Currently, the U.S. operates out of approximately 106 locations across the country. That’s a huge presence in a country the size of California. Originally many of these bases were designated with unabashed names like "Camp Slayer," "Forward Operating Base Steel Dragon," and "Camp Headhunter." But by late 2004, many were renamed to more subtle names like Camp Prosperity, Camp Liberty, and Camp Freedom. In May 2005, plans for concentrating U.S. troops into four massive bases positioned geographically in the north, south, east, and west were reported.
Zeese: What is the impact of the Iraq war on security? Is it undermining terrorist networks or expanding them? Is it going to have any impact on security in the United States, or will it keep the terrorists fighting us on foreign soil as the president claims?
Leaver: While no Iraqi terror threat previously existed before the president led our nation to war, a National Intelligence Officer for Transnational Threats at the CIA said in January 2005 that the Iraq war has now provided terrorists with "a training ground, a recruitment ground, the opportunity for enhancing technical skills." Others at the CIA agree. A May 2005 assessment says Iraq may prove to be an even more effective training ground for Islamic extremists than Afghanistan was.

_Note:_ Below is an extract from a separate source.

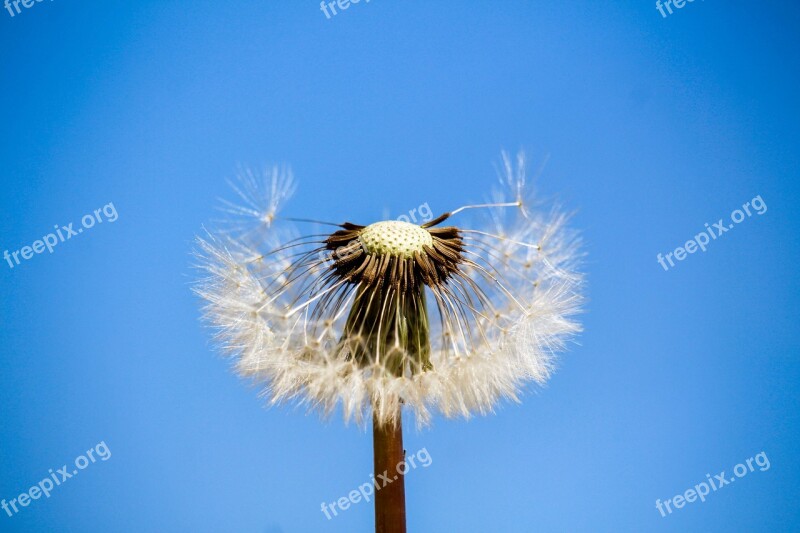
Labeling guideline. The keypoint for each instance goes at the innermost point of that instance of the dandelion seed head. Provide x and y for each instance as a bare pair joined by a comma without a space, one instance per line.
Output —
372,318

Experts from the nonpartisan London think tank Chatham House wrote in July 2005, "[The Iraq War] gave a boost to the al-Qaeda network’s propaganda, recruitment and fundraising, caused a major split in the coalition, provided an ideal targeting and training area for al-Qaeda-linked terrorists and deflected resources and assistance that could have been deployed to assist the Karzai government and to bring bin Laden to justice."
While foreign fighters are seen as the most violent groups in Iraq, their numbers have been estimated to be around 1,000 out of a resistance ranging between 16,000 and 40,000. Instead of being long-term mercenaries, new investigations by the Saudi Arabian government and an Israeli think tank found that the majority of foreign fighters are not former terrorists and instead became radicalized by the war itself a troubling statistic given that according to the Bush administration, one major goal of this war is to stem future terrorism.
Coupled with what we’ve seen in the aftermath of the hurricane, the Iraq war has clearly made us less safe, at home and abroad.